There’s a sign of those mental games – which Newgarden and Dixon – freely joined in on Thursday.
“The points are all close enough, Will has to construct a careful weekend. He’s in a position where he has a lot of the risk on his shoulders,” Power’s teammate Newgarden said. “It just comes with the territory. It’s all pretty open, and if you look at this year and how the championship can flip in one race, to me it’s still wide-open for everybody.”
Should things run smoothly – like Power’s run to 2nd at this track in 2019 – none of this mental strife and politics may even matter.
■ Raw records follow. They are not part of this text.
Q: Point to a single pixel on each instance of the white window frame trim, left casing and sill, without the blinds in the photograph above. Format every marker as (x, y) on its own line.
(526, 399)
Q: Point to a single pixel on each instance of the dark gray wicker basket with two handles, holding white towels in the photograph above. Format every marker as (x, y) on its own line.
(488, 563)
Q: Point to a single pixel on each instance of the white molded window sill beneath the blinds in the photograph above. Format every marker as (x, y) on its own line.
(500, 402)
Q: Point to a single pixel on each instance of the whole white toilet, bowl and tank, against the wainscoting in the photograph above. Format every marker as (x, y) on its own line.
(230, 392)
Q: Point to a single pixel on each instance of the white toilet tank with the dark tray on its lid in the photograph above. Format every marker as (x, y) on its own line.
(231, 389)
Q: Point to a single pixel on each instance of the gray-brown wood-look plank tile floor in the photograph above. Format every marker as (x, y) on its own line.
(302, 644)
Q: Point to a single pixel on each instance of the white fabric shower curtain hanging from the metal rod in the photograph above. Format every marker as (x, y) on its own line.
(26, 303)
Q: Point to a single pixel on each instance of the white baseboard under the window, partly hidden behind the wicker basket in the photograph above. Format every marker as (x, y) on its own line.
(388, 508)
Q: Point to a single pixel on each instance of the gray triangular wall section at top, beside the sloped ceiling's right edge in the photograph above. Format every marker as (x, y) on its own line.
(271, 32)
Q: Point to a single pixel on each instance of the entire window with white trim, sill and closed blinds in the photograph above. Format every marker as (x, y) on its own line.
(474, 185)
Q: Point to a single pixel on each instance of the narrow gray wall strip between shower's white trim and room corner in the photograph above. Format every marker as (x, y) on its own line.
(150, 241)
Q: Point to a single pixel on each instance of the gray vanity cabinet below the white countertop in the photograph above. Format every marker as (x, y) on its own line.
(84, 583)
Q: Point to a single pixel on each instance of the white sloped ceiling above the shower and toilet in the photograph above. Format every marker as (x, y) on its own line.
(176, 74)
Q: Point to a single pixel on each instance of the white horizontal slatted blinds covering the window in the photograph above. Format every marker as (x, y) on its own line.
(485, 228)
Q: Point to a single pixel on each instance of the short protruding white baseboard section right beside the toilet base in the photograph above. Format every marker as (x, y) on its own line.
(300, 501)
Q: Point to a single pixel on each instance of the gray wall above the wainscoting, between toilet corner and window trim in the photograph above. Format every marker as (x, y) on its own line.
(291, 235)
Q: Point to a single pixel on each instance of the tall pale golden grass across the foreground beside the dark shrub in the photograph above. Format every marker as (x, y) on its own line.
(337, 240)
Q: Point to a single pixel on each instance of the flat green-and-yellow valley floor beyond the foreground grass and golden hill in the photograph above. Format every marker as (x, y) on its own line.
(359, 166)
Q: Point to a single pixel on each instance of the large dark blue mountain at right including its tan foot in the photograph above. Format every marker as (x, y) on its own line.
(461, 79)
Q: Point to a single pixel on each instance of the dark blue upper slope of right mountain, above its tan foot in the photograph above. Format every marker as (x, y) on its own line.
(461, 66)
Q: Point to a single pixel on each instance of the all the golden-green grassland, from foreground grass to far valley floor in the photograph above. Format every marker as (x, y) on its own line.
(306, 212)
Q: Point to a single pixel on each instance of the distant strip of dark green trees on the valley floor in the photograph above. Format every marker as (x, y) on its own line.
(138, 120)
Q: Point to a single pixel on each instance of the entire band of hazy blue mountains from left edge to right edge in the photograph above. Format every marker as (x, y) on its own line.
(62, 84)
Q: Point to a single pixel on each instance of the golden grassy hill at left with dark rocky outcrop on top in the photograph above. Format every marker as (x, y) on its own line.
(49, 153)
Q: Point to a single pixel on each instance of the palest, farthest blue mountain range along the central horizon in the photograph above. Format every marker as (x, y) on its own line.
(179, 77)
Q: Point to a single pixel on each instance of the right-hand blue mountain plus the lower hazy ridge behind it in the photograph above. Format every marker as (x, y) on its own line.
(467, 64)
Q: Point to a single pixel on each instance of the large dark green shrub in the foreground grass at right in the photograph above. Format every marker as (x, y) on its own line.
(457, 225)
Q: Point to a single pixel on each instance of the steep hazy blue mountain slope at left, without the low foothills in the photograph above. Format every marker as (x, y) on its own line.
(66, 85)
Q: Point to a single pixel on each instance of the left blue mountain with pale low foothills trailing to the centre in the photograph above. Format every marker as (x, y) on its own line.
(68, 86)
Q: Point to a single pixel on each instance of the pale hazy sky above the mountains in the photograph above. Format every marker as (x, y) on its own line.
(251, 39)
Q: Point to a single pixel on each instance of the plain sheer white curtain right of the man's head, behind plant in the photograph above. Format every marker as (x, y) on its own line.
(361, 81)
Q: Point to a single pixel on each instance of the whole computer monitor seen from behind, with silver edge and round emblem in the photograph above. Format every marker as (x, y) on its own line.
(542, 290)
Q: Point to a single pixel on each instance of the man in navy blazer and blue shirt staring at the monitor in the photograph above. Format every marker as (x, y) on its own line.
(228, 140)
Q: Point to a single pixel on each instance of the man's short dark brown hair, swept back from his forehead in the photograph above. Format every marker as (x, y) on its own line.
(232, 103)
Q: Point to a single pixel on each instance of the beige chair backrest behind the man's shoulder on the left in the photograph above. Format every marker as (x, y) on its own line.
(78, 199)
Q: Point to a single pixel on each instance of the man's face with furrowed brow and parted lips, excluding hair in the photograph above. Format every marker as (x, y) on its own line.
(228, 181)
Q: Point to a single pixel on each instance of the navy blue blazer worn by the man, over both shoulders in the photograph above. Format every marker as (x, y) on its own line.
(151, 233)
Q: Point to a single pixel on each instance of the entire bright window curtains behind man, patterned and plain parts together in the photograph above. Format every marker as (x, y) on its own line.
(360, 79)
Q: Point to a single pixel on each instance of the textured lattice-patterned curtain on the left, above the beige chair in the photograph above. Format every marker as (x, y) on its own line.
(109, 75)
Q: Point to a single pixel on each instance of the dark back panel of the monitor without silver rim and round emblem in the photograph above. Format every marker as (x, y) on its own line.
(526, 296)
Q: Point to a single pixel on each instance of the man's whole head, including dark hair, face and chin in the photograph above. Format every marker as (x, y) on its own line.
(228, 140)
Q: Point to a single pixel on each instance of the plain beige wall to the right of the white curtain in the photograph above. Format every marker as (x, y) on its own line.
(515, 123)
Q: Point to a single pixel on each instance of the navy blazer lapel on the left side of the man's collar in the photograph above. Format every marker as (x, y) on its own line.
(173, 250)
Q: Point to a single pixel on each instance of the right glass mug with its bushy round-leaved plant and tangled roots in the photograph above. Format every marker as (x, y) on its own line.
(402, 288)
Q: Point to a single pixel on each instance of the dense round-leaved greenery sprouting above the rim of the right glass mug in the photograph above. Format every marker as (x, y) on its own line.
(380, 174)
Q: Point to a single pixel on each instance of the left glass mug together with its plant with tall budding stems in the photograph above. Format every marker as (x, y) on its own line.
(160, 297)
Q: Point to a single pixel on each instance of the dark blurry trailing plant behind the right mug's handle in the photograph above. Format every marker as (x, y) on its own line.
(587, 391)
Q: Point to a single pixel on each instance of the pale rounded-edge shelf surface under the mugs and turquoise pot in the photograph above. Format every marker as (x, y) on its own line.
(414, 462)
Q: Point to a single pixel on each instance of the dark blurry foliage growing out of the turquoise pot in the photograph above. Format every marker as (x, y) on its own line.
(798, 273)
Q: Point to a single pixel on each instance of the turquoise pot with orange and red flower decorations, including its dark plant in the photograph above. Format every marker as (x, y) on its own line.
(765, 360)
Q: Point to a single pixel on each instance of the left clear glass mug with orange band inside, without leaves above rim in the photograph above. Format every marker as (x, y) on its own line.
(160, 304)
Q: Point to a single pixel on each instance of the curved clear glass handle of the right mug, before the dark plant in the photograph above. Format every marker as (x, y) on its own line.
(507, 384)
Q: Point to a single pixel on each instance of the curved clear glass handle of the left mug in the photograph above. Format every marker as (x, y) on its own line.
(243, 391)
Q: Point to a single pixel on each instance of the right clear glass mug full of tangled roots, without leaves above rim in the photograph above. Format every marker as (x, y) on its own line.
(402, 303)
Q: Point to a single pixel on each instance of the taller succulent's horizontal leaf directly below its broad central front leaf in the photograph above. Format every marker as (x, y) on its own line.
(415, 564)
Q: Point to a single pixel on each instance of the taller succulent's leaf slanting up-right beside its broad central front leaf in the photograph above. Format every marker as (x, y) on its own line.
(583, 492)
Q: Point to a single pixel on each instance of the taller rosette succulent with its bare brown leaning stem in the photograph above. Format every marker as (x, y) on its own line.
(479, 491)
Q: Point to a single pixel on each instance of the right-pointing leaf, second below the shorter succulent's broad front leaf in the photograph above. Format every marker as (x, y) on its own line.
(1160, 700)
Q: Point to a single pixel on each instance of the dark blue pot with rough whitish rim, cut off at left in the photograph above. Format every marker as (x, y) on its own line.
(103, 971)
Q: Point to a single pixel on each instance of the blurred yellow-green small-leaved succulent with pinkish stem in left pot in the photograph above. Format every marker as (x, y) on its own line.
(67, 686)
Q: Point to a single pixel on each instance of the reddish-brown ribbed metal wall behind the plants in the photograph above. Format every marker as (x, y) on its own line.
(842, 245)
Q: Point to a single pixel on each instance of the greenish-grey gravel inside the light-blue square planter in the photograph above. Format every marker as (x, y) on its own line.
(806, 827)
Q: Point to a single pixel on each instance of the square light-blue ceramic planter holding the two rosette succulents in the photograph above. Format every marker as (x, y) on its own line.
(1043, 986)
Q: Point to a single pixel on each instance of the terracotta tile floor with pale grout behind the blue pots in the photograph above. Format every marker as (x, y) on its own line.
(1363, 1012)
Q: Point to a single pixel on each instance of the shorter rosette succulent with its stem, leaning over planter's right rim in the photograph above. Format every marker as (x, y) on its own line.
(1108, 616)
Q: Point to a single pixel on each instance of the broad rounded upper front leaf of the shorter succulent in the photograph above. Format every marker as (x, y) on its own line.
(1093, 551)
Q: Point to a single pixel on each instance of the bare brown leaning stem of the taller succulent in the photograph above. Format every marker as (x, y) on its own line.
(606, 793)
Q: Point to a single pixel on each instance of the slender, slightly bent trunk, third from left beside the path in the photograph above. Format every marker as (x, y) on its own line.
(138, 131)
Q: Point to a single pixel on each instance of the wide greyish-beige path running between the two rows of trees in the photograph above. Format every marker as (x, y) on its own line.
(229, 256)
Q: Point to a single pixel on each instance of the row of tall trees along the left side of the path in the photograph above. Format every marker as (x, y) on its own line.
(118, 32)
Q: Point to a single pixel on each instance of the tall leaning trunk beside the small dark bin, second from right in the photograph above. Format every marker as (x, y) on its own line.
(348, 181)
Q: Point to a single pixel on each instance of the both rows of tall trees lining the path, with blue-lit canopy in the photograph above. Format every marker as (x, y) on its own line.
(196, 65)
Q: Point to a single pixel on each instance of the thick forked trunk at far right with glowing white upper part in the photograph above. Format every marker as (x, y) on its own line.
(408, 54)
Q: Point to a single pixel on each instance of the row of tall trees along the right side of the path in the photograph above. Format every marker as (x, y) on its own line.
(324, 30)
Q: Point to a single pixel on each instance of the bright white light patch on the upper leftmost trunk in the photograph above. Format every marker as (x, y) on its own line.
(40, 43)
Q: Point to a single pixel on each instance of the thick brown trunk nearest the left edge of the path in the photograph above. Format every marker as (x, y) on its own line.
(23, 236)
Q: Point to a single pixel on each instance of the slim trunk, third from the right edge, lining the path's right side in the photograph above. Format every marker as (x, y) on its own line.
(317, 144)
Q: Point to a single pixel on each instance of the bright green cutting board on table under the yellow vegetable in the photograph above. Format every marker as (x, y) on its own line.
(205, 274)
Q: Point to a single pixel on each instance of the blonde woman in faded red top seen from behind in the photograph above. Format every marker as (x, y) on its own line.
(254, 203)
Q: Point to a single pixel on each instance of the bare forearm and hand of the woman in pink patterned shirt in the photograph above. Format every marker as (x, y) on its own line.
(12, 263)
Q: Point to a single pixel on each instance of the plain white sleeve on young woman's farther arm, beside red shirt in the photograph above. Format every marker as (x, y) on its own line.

Perhaps Penske will have done everything by the books, have its return to the top of the sport and have no ethical conundrums or unhappy drivers to deal with in the offseason.
But if it ends with a single-point defeat at the hands of Dixon, in some ways because of taking the ethical high-road the week prior, it would certainly be a new way for Power and Penske to falter at the finish. Though Power dumped the idea of pressure back on his competitors this week, he knows all too well this fight isn’t finished.
“Mathematically, I’m in a better spot,” he said. “But 20 points isn’t much in this game. Nothing’s going to be given to you this weekend.”